Fred smiled at her obvious doubt. “These days it does. It’s turned into a tourist attraction. The Heritage Association folks have restored a bunch of the old buildings and told the world to come visit.”
“How old can they be in northern Illinois?”
“Mid-nineteenth century. A group of Swedes founded the place as a religious commune, and a lot of the people who live there now are descended from those original settlers.”
“Your family?”
“Could be. I’m not sure.”
It made her want to giggle to think of Fred as coming out of a religious commune. But why not? “So they weren’t celibate, like the Shakers.”
“No, but they didn’t last as long. The colony dissolved a few years after the founder was murdered.”
“Murdered? Who killed him? Do they know?”
“It wasn’t a mystery. The guy walked right up to him and shot him. Best I remember, it was over a woman. You don’t hear people talk about that much, though.”
“Do they talk about him at all?”
“Sure. His name was Eric Janson.” He pronounced the J the Swedish way, like a Y.
“Janson?” She pronounced it in English. “I think I’ve heard of the Jansonists. A small sect?”
“That’s right. As I said, they didn’t last all that long, but they were amazingly productive for a few years, anyway. They made and sold linen and brooms and bricks, and of course they farmed. One old man told me Janson got so rich he used to light his cigars with dollar bills. No idea whether it’s true, but it’s a good story.”
“What does this have to do with the bakery’s busy season?”

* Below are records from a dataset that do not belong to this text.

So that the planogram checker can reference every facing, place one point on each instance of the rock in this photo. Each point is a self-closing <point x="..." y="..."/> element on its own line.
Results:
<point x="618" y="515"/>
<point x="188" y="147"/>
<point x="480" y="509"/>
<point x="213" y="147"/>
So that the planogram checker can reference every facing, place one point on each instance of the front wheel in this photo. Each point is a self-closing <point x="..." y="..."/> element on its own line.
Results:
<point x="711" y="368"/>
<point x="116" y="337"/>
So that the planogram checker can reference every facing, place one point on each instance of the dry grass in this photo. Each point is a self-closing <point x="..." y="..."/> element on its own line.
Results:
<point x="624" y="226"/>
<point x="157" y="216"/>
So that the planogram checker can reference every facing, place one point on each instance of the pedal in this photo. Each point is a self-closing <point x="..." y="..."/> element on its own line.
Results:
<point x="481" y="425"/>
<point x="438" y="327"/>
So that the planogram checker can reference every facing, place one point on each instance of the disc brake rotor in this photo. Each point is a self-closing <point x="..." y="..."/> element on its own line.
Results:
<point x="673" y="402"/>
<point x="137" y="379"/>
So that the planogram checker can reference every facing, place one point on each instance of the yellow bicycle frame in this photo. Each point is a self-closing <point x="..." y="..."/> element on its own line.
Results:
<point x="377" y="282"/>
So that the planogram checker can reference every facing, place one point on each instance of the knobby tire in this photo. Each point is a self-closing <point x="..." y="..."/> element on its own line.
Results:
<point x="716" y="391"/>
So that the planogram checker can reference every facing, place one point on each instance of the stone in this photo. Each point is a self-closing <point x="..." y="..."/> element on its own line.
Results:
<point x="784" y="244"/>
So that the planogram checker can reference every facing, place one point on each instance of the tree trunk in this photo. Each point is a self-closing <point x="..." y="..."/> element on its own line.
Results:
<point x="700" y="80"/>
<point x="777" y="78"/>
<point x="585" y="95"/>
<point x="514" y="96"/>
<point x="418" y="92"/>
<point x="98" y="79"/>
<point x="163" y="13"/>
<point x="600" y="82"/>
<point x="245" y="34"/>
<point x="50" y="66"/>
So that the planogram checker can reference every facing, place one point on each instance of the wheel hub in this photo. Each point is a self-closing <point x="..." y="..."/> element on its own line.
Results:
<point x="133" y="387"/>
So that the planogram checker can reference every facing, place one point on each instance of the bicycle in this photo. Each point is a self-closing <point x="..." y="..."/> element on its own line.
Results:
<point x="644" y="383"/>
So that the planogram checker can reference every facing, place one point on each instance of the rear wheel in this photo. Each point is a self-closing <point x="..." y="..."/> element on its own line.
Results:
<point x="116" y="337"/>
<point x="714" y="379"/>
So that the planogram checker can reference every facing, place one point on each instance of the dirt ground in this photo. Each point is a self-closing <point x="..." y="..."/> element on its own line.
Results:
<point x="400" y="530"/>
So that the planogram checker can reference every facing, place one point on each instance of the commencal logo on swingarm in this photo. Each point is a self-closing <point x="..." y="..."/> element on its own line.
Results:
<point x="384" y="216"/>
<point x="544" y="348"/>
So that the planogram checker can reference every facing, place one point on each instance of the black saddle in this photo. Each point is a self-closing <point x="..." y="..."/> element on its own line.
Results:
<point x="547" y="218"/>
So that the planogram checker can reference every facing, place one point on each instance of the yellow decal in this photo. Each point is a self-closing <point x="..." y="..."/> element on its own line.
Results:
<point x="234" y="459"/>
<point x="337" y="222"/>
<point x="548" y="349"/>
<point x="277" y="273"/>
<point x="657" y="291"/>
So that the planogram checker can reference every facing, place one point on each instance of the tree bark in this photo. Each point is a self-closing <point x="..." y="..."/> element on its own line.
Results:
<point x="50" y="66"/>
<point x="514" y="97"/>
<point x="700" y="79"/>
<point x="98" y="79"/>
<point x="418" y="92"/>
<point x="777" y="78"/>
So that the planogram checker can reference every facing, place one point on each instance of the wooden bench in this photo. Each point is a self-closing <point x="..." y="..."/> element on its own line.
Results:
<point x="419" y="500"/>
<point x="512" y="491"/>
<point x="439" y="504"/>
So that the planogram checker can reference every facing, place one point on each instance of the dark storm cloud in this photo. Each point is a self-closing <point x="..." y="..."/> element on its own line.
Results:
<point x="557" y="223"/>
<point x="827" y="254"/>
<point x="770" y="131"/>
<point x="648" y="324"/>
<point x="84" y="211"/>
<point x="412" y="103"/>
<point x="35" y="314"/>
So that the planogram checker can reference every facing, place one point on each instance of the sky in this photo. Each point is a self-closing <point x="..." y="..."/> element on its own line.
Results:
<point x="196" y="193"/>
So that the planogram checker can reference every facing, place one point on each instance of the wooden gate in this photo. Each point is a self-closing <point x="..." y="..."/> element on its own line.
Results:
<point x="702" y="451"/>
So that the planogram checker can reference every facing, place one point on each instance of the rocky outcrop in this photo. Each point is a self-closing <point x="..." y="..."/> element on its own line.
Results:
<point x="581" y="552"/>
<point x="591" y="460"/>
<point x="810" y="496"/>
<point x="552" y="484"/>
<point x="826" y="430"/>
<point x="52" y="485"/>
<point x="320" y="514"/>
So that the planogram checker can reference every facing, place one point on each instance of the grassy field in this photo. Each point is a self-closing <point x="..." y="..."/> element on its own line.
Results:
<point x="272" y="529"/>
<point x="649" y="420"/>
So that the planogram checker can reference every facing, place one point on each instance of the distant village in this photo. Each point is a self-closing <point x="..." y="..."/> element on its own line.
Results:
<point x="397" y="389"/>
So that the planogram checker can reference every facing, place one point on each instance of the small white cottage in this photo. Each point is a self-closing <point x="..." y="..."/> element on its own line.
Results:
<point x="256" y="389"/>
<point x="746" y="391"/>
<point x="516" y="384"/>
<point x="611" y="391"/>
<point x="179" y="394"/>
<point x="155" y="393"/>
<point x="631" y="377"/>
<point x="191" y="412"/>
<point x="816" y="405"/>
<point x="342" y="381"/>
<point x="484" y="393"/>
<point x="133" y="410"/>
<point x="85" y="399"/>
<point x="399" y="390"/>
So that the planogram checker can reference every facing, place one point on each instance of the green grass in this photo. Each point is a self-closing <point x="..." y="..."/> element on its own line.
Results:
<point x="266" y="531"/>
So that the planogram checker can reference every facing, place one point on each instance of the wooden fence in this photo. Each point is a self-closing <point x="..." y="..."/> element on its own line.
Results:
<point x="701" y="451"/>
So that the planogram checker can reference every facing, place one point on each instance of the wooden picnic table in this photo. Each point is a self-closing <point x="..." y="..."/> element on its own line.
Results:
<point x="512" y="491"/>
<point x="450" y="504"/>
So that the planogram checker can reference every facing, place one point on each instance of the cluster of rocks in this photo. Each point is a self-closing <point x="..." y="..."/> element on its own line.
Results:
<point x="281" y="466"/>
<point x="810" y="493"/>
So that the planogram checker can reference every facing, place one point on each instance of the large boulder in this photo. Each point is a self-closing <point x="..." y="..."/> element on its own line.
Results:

“Bishop Hill celebrates some of the traditional Swedish holidays, probably more than they ever did back then. It brings in the tourists, and that’s what the place mostly lives on. The Christmas market at the beginning of December, especially. And Lucia Day, a week or two later.”
“I’ve heard of that. Something with candles?”
“That’s right. A daughter wears a crown of candles in her hair while she serves her family breakfast coffee and sweet breads. Nowadays the shops and museums have girls who wear them.”
“Real candles? In their hair?” It horrified her.
He laughed. “You should see the look on your face. Those girls don’t use real ones, but that’s the tradition.”
She tried to rearrange her face, but from the amused expression on his, she might as well not have bothered. “Never mind. Tell me about your mother.”
That hesitation again. “Carol says she’s forgetting things. Sometimes she can’t remember how to cook.” He shook his head. “It doesn’t seem possible. Mom is … was … the best cook in Henry County. Well, one of them. She and Ingrid Friberg used to fight it out at the county fair every year.”
“They didn’t!”
He grinned. “No, they didn’t. They were always good friends. But I’m glad I never had to be a judge at the food tent. Though back when I was about ten, I thought that would be the best job in the whole world.”
“And now Carol says she can’t do it.” Joan shook her head. She wished she didn’t know as much as she did about what that could mean. She wasn’t usually grateful that her parents had died young, but over at the adult day care she saw how hard the dementia of elderly parents could be for the whole family.